Benefits of Forest Management
Benefits of Woodland Management
The Environmental, Financial, and Aesthetic Benefits of Woodland Management
By Michael Bartlett, senior forester at Hull Forest Products.
Michael Bartlett is the recipient of the Society of American Foresters “Outstanding Practicing Professional Forester for New England” award. An expert in environmentally sound forest harvesting practices, Mike has worked in forest resource management for over 20 years and brings a wealth of experience to forest landowners.
Financial analysts know timberland is a great portfolio diversifier that has historically outpaced inflation while offering a low risk. Many people invest in timber stocks or funds such as TIMOs or REITs for these reasons. But did you know that your personal forestland, when properly managed, becomes a valuable long-term investment? Managed forestland can generate periodic income while at the same time providing a beautiful wooded space for humans and wildlife to enjoy.
How Woodland Management Pays
If your woodland is not currently under active management, you are missing an opportunity to generate income from your forest. The following are a few examples of how forest management has provided a return for some of our clients. In each case, one of our foresters analyzed the client’s land and drafted a detailed forest management plan consistent with the client’s goals. The forester then focused the treatment, or thinning, on removing trees of poor form, health, or quality. The strategy was to improve the growing conditions for the better quality trees during each treatment. By managing the forest in this way, future annual growth is accelerated and concentrated on the better quality trees, which improve in value at a considerably better rate than poor quality trees. As a result, there are fewer losses due to insects and disease because healthy trees, which have been given growing space to maintain or improve their growth, are better able to withstand such occurrences.

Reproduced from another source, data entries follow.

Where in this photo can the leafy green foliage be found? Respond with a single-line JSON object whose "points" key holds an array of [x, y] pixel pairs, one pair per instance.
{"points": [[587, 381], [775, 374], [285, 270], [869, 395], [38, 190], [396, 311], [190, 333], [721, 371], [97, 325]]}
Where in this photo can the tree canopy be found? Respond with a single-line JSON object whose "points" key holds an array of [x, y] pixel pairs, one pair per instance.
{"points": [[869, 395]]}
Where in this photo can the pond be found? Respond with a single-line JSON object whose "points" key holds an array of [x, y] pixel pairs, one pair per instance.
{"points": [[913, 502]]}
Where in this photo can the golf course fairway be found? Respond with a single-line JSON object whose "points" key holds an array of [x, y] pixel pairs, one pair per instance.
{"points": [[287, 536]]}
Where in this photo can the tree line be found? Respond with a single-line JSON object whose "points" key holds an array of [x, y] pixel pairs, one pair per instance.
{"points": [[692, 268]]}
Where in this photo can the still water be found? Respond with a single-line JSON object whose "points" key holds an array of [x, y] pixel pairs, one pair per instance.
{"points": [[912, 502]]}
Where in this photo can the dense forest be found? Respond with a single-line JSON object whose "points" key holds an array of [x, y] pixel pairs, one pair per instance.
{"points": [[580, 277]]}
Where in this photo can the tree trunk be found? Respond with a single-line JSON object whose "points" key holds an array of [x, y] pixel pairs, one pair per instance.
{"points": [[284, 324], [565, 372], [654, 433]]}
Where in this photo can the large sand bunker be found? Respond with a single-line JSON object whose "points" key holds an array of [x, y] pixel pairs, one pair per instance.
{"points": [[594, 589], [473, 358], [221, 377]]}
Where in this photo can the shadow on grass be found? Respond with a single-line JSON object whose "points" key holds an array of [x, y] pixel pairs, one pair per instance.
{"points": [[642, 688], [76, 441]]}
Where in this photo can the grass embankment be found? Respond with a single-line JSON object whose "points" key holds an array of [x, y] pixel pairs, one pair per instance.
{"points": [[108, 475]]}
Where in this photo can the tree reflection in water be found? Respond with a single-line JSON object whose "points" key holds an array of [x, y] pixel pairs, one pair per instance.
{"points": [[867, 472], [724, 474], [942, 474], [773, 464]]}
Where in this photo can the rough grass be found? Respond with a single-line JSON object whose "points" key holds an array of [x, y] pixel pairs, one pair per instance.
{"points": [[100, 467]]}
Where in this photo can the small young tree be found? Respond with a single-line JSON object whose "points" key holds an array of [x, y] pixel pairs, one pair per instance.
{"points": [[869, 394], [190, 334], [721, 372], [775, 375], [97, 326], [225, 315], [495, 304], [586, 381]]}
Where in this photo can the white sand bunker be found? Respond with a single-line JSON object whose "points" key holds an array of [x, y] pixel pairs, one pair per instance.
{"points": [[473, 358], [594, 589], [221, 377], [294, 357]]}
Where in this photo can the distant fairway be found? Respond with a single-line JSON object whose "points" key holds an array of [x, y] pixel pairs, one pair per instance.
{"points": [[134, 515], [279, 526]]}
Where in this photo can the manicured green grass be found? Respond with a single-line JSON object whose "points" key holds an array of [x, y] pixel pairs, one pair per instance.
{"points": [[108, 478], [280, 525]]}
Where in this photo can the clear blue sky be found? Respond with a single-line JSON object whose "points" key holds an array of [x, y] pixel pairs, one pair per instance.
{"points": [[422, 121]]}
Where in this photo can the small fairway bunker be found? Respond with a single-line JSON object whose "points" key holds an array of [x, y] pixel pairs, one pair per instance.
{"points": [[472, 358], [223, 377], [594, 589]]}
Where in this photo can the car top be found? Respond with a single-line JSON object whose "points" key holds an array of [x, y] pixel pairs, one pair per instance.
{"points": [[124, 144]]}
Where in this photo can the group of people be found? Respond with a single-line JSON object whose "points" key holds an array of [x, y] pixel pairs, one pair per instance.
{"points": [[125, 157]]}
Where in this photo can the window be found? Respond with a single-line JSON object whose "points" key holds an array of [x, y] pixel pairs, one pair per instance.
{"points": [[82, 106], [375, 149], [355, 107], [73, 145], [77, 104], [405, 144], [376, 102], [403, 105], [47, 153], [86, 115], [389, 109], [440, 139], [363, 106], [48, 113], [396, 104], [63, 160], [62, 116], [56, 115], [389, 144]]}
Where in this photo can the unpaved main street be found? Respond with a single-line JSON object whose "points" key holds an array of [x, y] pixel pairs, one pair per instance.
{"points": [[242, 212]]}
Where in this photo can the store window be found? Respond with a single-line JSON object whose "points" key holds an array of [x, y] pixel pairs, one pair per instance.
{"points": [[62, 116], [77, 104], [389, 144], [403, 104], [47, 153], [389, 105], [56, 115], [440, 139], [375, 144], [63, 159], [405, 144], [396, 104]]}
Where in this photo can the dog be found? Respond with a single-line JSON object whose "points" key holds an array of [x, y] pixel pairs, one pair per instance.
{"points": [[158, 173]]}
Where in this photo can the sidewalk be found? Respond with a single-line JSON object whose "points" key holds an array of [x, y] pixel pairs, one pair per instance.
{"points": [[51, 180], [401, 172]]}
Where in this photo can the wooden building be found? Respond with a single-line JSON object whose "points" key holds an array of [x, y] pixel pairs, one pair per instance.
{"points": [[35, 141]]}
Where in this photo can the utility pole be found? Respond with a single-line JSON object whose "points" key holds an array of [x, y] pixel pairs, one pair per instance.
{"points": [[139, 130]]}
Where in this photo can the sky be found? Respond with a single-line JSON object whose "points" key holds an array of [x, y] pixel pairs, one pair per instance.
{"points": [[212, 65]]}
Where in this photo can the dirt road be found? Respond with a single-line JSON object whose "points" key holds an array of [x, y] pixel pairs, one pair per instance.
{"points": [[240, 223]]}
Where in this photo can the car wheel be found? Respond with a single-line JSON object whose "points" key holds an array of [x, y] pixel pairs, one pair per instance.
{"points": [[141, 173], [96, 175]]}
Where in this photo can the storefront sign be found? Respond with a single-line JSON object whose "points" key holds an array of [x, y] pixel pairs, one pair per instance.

Examples of Actively Managed Forests
Client A has a 103-acre parcel, of which 70 acres have been actively managed in the form of thinning. Several selective timber harvests have been conducted over the years, keeping the forest healthy and producing income for the client. In 1982, when Hull Forest Products began managing the land, the total value of the standing timber on the 70 acres was $33,000. A treatment in 1982 produced $9,296 in income. This left a residual value of $23,704 in the timber left standing. In 1992 another thinning produced $13,676 in income. In 2004 another treatment produced $20,575 for the client. The total income produced over 22 years is $43,520, and the value of the trees still standing following the 2004 harvest has increased to $45,000.
|Year||Value of the Forest’s Standing Timber||Income Selective Harvest|
|$43,520 total timber income so far|
As you can see from the table above, selective timber harvesting has not only increased the value of the timber that remains in the client’s forest, it has also provided a greater income stream over time due to the improved quality of the timber remaining after each harvest.
If the income from each harvest had been invested and earned a conservative annual rate of 4 percent since 1982, the total income produced would be $63,655. Including the value of the timber in the residual stand, the $33,000 in timber value from 1982 has grown to $108,655, an annual increase of approximately 6 percent in value.
Client B has a 51-acre parcel. Hull Forest Products began managing 43 of the 51 acres in 1986. The first harvest in 1986 produced an income of $14,162. Another treatment in 1997 produced $11,890. A third harvest was done in 2004, producing $11,252 for the landowner. The residual standing timber in 2004 has a value of $10,000. The total income produced over 18 years is $37,303.
Client C has 1,130 acres. Approximately 800 acres are under active forest management. Hull Forest Products began managing the 800 acres in 1978. Since 1978, 1.3 million board feet and 1,948 cords of firewood have been harvested. The landowner has received $161,615 in income from the timber harvesting, and there are over 2 million board feet of timber still standing at present, with an estimated value of over $400,000.Financial, Environmental, and Recreational Forest Values
In each of the above cases, forest management has provided income for our clients and it has greatly improved their relationship with their property.
Our clients report that they spend more time in their managed woods and that the quality of that time is improved. One client rarely walked his property because it was so overgrown with briars, but now he enjoys hiking the newly created trails and picnicking in a small open meadow-like area with a view of the pond. Due to the wildlife clearing and the seeding of conservation mix, deer are now frequent visitors to this area, too. Improving wildlife habitat and opening up a vista and creating walking paths were all part of his management goals and they were accomplished in conjunction with a timber harvest.
In addition to providing periodic income, our clients’ forests are doing all of the amazing things that forests do: they help make cleaner air, they sequester carbon, they protect water quality, they provide habitat for wildlife, and they are attractive green spaces that do a favor to the entire community by costing local governments less than the same land would if it were developed.
By managing for timber as well as other values such as recreation, wildlife, water, and aesthetics, our foresters can produce significant income for clients from timber sales, while at the same time enhancing or protecting the other values the forests hold.